Но мне нравится украинское кино 1950-х. 1950-е для меня это прежде всего Виктор Ивченко.
Это человек, который пришел из театральной среды. Почти все наши кинорежиссеры после Второй мировой войны пропали, потому что работы не было. Поэтому Ивченко приходит из театральной среды, но ставит очень интересные картины. Видно, что он видел западноевропейские фильмы.
Другой режиссер — это Юрий Лысенко. У него есть фильм «Узники Бомона» — о герое французских партизан, Василии Порике, который был советским заключенным, сидел в северной Франции, бежал, добрался до французских партизан и многое вместе с ними сделал.
Это фильм на русском языке, но с украинскими песнями. В кино 50-60-х годов всегда как лейтмотив входит украинская песня.
Далее следуют 1960-е годы. Это поколение режиссеров, учившихся во ВГИКе. Они создали очень хорошую, признанную во всем мире украинскую поэтическую школу. После ВУФКУ прошло 40 лет, и снова происходит то же самое: развитие кино продолжается 5-6-7 лет, а потом лезвие снова падает, и Украину не будет слышно вплоть до обретения независимости. Да и сейчас, к сожалению, на мировых экранах украинское кино почти не заметно.

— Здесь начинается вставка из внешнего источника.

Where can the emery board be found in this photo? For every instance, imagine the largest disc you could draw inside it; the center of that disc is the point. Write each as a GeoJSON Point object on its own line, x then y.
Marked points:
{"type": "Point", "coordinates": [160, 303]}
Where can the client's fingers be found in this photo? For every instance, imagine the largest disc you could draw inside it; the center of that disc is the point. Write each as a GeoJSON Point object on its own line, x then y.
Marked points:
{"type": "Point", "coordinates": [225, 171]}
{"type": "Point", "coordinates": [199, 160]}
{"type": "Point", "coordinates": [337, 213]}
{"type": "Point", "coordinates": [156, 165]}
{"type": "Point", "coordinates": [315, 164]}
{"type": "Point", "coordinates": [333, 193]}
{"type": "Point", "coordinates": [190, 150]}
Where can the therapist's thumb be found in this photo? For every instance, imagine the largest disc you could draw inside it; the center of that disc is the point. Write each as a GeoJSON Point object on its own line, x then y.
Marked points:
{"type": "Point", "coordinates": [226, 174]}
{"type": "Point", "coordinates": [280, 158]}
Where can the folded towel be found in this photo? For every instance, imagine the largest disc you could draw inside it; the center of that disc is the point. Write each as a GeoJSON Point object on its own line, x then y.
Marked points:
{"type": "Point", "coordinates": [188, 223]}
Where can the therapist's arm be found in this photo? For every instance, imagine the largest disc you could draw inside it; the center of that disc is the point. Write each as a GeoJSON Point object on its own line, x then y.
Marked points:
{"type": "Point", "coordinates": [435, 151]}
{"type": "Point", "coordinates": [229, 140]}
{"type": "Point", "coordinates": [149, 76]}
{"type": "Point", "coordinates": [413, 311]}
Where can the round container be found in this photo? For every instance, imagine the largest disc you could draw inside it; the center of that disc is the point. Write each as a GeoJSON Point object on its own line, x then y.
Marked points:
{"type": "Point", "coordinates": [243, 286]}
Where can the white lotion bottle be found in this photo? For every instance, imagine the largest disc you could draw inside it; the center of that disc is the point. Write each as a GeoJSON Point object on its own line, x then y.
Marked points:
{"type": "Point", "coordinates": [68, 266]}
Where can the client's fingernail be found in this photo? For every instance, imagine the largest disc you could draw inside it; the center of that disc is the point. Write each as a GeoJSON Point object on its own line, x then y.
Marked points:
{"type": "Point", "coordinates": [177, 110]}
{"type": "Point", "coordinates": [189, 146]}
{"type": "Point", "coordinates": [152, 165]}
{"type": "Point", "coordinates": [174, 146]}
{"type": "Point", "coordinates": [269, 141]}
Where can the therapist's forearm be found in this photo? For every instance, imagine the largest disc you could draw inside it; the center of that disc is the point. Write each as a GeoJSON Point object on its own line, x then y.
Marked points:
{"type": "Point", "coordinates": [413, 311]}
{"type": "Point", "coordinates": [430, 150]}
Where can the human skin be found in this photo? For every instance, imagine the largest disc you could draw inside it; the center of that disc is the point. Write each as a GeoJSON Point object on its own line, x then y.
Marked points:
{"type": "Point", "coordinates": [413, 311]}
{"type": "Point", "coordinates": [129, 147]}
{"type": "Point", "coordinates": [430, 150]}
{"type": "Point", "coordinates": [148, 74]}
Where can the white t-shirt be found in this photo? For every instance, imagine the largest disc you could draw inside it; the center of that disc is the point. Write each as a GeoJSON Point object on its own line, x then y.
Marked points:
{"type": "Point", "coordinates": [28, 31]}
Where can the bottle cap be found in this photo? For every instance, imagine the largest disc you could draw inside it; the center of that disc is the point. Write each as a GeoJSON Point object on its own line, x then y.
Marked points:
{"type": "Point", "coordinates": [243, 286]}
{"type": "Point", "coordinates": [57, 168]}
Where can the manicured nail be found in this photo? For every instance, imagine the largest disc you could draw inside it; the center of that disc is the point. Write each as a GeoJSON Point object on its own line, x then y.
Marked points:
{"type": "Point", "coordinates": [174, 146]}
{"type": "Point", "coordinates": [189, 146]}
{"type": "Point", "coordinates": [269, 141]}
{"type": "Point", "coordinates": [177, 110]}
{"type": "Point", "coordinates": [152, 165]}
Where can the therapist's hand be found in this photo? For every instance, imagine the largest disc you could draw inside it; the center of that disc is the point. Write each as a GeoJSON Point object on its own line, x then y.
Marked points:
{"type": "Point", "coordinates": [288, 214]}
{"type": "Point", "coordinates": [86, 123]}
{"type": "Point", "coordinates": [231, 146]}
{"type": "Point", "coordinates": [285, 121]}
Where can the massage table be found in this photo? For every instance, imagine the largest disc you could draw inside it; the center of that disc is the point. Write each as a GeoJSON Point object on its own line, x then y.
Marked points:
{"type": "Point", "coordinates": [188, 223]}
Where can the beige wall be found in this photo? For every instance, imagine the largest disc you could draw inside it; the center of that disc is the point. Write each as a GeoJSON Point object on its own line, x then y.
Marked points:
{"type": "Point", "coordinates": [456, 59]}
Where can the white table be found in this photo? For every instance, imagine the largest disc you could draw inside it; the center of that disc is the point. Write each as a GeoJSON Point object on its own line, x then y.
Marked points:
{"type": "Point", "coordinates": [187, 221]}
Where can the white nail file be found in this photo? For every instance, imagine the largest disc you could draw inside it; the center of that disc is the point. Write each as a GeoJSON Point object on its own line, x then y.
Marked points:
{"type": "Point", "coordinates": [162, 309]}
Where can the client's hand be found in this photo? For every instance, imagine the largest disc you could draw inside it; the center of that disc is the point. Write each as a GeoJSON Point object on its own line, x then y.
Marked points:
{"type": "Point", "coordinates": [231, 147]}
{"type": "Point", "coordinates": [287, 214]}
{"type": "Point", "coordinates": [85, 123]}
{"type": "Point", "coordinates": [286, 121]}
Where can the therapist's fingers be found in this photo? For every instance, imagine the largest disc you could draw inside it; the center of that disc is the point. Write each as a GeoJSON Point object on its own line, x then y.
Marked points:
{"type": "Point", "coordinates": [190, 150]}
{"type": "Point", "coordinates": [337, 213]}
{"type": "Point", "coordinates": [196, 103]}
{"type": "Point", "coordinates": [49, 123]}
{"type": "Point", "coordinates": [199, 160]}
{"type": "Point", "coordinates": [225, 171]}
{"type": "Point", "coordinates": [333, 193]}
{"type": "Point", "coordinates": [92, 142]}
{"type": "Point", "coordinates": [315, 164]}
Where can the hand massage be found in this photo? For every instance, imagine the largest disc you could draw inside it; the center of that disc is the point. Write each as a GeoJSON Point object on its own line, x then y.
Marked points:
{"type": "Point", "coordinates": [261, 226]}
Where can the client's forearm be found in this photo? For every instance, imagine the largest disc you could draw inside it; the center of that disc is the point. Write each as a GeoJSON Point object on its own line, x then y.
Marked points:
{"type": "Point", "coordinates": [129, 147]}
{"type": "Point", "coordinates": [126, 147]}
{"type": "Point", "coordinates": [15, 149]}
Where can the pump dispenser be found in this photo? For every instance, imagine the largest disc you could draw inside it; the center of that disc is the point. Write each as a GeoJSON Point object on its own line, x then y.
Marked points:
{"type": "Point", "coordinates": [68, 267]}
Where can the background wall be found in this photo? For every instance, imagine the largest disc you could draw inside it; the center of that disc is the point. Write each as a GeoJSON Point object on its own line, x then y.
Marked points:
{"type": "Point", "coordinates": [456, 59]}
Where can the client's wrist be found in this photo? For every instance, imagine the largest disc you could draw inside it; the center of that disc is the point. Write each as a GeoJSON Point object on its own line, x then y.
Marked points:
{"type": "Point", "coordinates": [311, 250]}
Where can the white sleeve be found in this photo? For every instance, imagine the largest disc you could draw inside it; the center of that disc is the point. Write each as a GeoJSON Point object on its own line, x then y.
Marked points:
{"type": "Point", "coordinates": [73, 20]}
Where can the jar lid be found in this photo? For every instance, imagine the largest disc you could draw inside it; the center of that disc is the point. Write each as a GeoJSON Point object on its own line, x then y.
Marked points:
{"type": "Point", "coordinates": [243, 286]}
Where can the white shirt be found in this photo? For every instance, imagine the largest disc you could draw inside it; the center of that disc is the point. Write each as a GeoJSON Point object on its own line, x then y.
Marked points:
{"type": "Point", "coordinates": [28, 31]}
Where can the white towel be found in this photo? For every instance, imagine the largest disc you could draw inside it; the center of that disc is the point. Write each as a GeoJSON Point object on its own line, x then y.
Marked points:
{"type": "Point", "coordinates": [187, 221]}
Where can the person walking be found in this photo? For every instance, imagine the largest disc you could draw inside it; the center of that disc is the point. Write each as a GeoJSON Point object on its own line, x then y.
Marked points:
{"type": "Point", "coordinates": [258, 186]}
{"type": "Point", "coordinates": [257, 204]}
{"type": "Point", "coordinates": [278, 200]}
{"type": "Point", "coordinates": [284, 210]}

Как вы относитесь к понятию «украинское поэтическое кино»? С одной стороны, мы понимаем, насколько значительной была эта эпоха. А с другой, сейчас это понятие часто употребляют иронически. Мол, мы не можем в нем постоянно черпать вдохновение, надо искать что-то новое.

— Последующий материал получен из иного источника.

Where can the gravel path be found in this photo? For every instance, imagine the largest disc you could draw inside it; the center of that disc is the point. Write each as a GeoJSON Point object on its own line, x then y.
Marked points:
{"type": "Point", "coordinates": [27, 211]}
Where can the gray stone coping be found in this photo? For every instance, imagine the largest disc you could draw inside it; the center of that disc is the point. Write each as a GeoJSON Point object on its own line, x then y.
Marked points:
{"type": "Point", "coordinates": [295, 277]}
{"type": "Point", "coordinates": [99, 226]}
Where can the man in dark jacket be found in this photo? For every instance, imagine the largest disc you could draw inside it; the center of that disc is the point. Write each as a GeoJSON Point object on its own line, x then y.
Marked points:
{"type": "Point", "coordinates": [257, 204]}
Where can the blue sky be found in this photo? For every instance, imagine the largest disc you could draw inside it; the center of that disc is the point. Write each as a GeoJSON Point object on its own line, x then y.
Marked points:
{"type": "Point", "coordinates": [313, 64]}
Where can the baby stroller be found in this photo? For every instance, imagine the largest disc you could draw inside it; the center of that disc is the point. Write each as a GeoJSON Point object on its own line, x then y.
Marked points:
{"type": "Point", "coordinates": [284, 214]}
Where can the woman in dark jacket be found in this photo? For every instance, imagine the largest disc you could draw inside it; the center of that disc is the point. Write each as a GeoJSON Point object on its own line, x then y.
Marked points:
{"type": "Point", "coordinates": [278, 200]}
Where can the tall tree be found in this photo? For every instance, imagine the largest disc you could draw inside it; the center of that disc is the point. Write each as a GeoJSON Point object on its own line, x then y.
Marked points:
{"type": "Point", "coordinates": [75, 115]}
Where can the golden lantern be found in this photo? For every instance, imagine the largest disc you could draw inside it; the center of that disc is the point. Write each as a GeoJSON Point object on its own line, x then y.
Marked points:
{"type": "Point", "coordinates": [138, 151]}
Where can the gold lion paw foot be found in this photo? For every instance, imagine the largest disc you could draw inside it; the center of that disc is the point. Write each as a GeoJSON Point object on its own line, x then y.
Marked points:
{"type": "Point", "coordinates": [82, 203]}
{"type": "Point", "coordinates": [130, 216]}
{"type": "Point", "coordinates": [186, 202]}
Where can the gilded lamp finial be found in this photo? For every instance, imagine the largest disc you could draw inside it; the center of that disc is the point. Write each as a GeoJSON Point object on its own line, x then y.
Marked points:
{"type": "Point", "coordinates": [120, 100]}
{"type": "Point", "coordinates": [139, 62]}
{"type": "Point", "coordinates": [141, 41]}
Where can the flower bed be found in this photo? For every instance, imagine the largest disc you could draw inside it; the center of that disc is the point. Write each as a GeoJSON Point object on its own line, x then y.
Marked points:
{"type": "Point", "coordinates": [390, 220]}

Для меня «поэтическое кино» — это Довженко, это немое кино. Это когда вы монтируете фильм так, как вы пишете стихи. Есть ритмика, появляется строфика. Этому поэтическому кино в 1930-х годах сопротивляется «прозаическое кино».

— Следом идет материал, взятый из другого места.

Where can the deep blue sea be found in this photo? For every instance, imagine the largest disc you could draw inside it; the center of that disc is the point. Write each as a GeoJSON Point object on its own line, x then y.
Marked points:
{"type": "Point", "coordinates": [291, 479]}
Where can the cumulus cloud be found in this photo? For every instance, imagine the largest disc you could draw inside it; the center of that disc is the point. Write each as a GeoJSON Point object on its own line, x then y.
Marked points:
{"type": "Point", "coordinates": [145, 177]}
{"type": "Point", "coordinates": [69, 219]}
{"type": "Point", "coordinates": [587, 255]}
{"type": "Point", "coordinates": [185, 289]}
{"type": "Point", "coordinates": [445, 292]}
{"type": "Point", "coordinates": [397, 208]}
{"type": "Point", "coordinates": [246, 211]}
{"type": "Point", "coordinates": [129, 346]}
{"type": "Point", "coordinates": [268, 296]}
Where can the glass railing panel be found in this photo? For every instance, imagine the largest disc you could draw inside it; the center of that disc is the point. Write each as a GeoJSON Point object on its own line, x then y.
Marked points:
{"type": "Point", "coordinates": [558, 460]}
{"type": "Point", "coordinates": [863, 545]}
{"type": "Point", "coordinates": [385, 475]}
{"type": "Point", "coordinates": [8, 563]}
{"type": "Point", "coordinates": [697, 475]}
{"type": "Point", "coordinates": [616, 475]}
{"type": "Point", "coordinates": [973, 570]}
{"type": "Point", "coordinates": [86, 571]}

Для меня поэтическое кино заканчивается в 1930 году, когда приходит звук. Но сегодня понятие «поэтическое кино» сводится в ничто. Покажут какой-то красивый пейзаж, и скажут: это поэтическое кино. Нет, это не поэтическое кино.
Но Вы видите преемственность, условно, между Параджановым и Миколайчуком — и Довженко и вообще 1920-ми годами? Или это совершенно разные эпохи?
Это разные вещи. Хотя Юрий Ильенко и говорил, что он ничего нового не нашел, все было сказано в самом начале. Я с этим согласен, потому что такие кадры, как последние кадры в «Тенях забытых предков», — это все уже есть в наших немых картинах ВУФКУ. Но все же в 1960-х украинское кино работает в совершенно другом формате. И такие режиссеры как Сергей Параджанов, Юрий Ильенко или Леонид Осыка получили уже совсем другое образование. Тогда не было лучшей в мире школы, чем в Москве. Там все изучали. Поэтому, например, для меня поэтическая киношкола связана с иконографией Средневековья, Ренессанса, Барокко и т.д.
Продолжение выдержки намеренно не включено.